K is algebraically closed.
Are $GL_2(K)$ and $SL_2(K)\circ_2 T_1$ (central product) isomorphic or equal as algebraic groups? A paper says so but I cannot see it.
I am aware $GL_n(K)$ is isomorphic to the semidirect product of $SL_n(K)$ and $K^*$ as abstract groups.
With $char(K)\ne 2$, let $$G=SL_2(K)\times GL_1(K),\qquad H=\{ (1,1),(-1,-1)\}$$
then $$K[G]=K[x_1,x_2,x_3,x_4,x_5,x_6]/(x_1x_4-x_2x_3-1,x_5x_6-1)$$ and $K[G/H]$ is the subring of $K[G]$ fixed by the automorphism $(g,k)\to (-g,-k)$
that is $K[G/H]$ is the subring generated by the $x_ix_j$, a finitely generated $K$-algebra, which gives our affine variety model for $G/H$.

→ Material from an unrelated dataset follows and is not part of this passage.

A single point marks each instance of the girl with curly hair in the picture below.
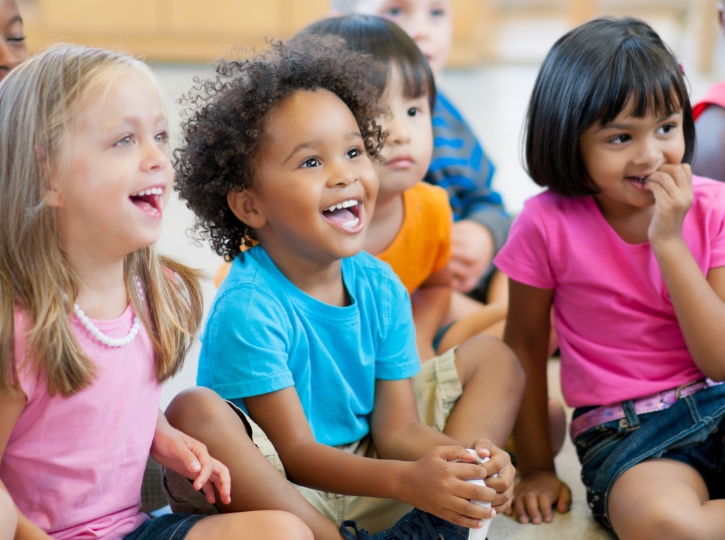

$$K[GL_2(K)]=K[a,b,c,d,e,f]/(ad-bc-e,ef-1)$$
The group isomorphism $G/H\to GL_2(K)$ is induced by the morphism $G\to GL_2(K),(g,k)\to gk$ given by $$( x_1,x_2,x_3,x_4,x_5,x_6)\to (x_5x_1,x_5x_2,x_5x_3,x_5x_4,x_5^2,x_6^2)$$
Note how the RHS only involves some $x_ix_j$, so it is a regular map $G/H\to GL_2(K)$.
The inverse morphism $GL_2(K)\to G/H$ is given by sending $(a,b,c,d,e,f)$ to the set of $x_ix_j$ with $$x_1=a\sqrt{f},x_2=b\sqrt{f},x_3=c\sqrt{f},x_4=d\sqrt{f},x_5=\sqrt{e},x_6=\sqrt{f}$$ in the $x_ix_j$ there are no square roots anymore, this is a regular map.
Surprisingly there is no need that $K$ is algebraically closed, if $k\in K$ then $\pm (\pmatrix{\sqrt{k}&0\\0&1/\sqrt{k}},\sqrt{k})$ is a $K$-point of $G/H$ whose image in $GL_2$ is $\pmatrix{k&0\\0&1}$.